When you look at the illustration, you can see that having the postcard alone would tell only part of the artist’s story. The beautiful garden would be cut off, the lower Geisha girl would be chopped in half, and the balance of the picture – the entire effect of the garden trailing into the shipping line logo – would be missing. Who would want an artist-drawn card with a piece of the artwork missing?
For the ephemera enthusiast, these have the delight of carrying the menu for a meal on board ship, with the specificity of the date and the name of the ship, and in many instances excellent artwork, signed in many cases by the artist such as Cassiers working for the Red Star Line and Tivo for the North German Lloyd.
Of course, you wouldn’t know that you were missing part of the image. If you weren’t alerted before you read this report, you now know to scrutinize postcards for: (i) the name of the ship and a date printed in black; (ii) an image that seems to have been cut off (i.e. it looks like it might bleed beyond the lower edge of the card); and (iii) the lower edge of the card is not clean-cut (these cards were generally perforated or otherwise scored, and detaching them would not have left a clean edge). You may also find that the card is smaller than the normal card size, where the perforations did not hit the right place on the initial sheet.
We haven’t found many of these at postcard shows. Our experience shows that you are much more likely to find them at an ephemera fair, categorized under ‘Menus’. It makes some sense, because a postcard dealer offers postcard collections, generally coming from an estate. His or her protective sleeves and display boxes are designed for the dimensions of postcards, and these postcard/menu combinations do not fit into a conventional postcard display.
A first-cousin, as it were, to these postcard/menu combinations is a full-page menu designed so that it can be folded in three panels with space on the back for an addressee on one panel, and room for a brief letter on the other panels. This format is represented in the President Jackson and President Wilson examples in PM 78 and PM79. There are other examples elsewhere in the Collection, notably in the menus of the NYK Line of Japan, contained in that section.
This style of menu and message combination appears to be confined to the Pacific Ocean passenger liner fleets of both Japan and the United States. As with the postcard variety, the objectives of the shipping line were to facilitate the passenger sending messages about his or her trip, to give those passengers an activity for their spare time during the long voyage, and most importantly to promote the shipping line and whet the recipients’ appetites for ocean travel.
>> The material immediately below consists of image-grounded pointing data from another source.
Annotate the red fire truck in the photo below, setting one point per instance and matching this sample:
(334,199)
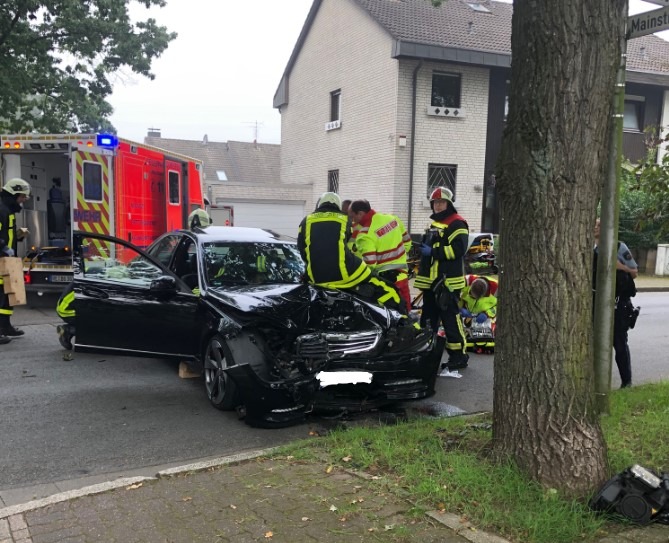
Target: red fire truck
(96,183)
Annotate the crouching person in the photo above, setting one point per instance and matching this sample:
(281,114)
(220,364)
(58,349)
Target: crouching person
(479,299)
(330,263)
(65,310)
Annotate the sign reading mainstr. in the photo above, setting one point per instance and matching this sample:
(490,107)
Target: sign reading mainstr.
(647,23)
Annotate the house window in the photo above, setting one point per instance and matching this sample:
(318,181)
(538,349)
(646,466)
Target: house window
(445,89)
(441,175)
(633,113)
(333,181)
(335,104)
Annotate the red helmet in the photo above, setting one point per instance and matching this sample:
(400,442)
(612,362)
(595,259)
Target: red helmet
(441,193)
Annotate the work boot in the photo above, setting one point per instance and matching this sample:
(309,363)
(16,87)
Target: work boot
(11,331)
(64,336)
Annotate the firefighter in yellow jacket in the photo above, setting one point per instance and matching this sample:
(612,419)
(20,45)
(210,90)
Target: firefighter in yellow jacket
(383,242)
(12,196)
(441,274)
(322,241)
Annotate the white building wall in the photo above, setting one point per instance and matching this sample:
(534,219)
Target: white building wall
(345,49)
(444,140)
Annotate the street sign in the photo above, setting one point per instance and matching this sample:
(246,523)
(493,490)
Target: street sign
(648,22)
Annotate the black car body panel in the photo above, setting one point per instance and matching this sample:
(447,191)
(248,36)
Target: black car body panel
(279,334)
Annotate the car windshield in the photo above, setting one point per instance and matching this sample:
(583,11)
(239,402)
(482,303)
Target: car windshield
(234,263)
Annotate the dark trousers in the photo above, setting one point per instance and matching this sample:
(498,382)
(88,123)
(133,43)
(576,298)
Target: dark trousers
(620,345)
(448,315)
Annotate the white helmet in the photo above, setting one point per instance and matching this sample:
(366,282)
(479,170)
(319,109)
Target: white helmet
(17,186)
(329,198)
(199,218)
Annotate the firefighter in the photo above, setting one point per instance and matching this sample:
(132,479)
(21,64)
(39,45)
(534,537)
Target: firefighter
(322,239)
(199,218)
(441,274)
(15,192)
(66,311)
(383,242)
(479,298)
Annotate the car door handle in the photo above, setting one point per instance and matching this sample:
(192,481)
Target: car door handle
(94,293)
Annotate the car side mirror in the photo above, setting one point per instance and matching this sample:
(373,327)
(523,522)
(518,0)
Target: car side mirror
(163,285)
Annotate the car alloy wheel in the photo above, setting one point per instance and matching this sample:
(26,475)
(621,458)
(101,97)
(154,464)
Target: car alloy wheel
(221,390)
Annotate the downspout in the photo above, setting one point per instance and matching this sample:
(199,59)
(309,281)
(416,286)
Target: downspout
(413,139)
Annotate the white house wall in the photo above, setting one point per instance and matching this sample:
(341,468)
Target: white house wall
(444,140)
(344,49)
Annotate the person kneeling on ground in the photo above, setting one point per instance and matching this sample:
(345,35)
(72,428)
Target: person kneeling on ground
(479,299)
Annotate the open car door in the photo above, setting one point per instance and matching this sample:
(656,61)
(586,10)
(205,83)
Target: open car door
(128,303)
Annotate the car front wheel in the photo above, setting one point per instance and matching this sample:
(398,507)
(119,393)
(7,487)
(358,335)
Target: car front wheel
(221,389)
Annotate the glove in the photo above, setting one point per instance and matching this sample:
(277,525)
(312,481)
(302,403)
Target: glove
(481,318)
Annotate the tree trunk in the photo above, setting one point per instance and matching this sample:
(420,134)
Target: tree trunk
(552,165)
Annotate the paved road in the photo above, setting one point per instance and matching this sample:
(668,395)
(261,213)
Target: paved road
(100,414)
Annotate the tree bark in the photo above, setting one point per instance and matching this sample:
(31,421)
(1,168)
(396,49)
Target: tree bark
(551,168)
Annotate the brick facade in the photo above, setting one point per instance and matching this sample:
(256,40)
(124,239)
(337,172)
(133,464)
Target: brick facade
(347,49)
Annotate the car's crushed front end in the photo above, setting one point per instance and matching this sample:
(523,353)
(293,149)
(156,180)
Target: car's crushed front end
(298,348)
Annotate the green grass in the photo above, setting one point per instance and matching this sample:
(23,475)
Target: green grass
(443,464)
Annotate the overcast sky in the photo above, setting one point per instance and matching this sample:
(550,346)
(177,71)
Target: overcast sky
(220,74)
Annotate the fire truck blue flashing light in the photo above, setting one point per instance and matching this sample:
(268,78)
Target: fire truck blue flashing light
(108,141)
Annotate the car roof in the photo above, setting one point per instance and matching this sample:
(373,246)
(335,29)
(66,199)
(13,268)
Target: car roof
(240,233)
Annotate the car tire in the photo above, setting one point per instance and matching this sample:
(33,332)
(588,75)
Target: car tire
(221,389)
These postcard and letter card variants might not appeal to a narrowly-focused postcard collector. That postcard collector would face the prospect of having to acquire A4 or 8 ½ x 11-inch acid-free sleeves and put these trophies in a separate 3-ring binder as Menu Cards, or merge them in the same type of sleeve in the body of a Menu collection. From personal experience, postcard/menu combinations in a dedicated binder could be fairly sparse for the first 20 or so years!